Is it possible to write each element of the unitary disk $\mathbb{D}={\{z\in\mathbb{C}: |z|<1}\}$ as $z=\tanh(\frac{t}{2})e^{-i\theta}$ with $t>0$?

It seems simple, but I don't see how to verify it. Thanks in advance for the help.

Answer 1

Let $z \in \Bbb{D}$. Then, in the polar representation, $z = r \mathrm{e}^{\mathrm{i} \varphi}$, where $|z| = r$ and $\varphi = \arg(z)$ satisfy $0 \leq r < 1$. (Typically, one also restricts $\varphi$ to some half-open interval with width $2\pi$, but we don't need to do so.)

The hyperbolic tangent function has $\tanh(0) = 0$, $\tanh'(x) > 0$, and $\lim_{x \rightarrow \infty} \tanh(x) = 1$. Consequently, for each $r \in [0,1)$, there is a unique $t/2$ such that $\tanh(t/2) = r$. Also, if we set $\theta = -\varphi$, we have $z = \tanh(t/2)\mathrm{e}^{-\mathrm{i}\theta}$ with $t \geq 0$.

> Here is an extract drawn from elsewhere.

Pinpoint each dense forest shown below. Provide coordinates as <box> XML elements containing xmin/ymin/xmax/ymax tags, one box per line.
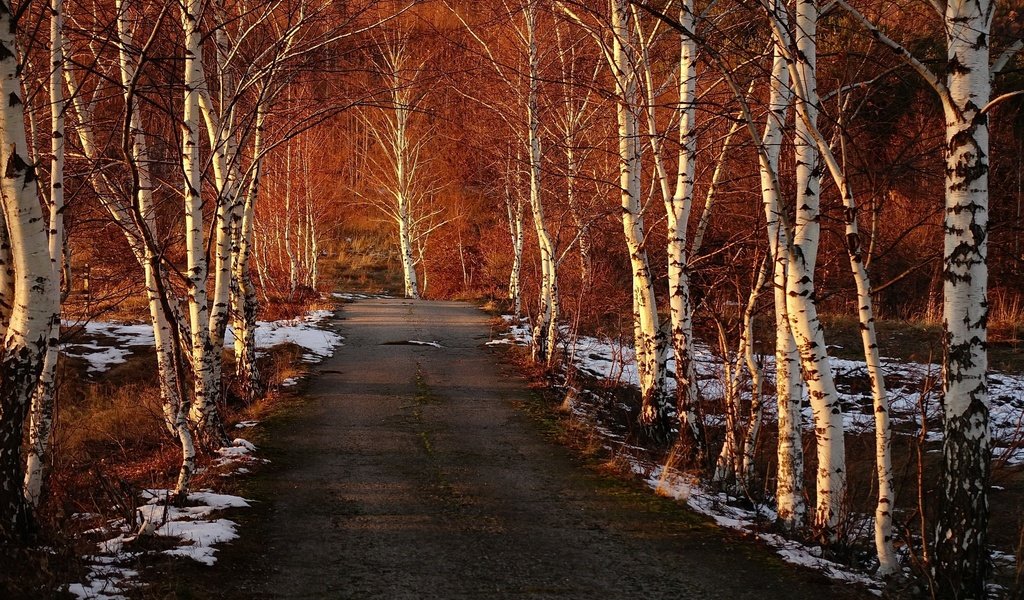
<box><xmin>0</xmin><ymin>0</ymin><xmax>1024</xmax><ymax>598</ymax></box>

If we restrict $t > 0$, then there is no way to represent the point $0 \in \Bbb{D}$. So on this point, the answer to your question is "no."

Answer 2

Hint:

$\tanh$ is an odd bijection from $\mathbf R$ onto $(-1,1)$. So you have to solve $\tanh\frac t2=|z|$.

It will be useful to remember that in inverse function $\operatorname{argtanh}$ can be expressed as a log.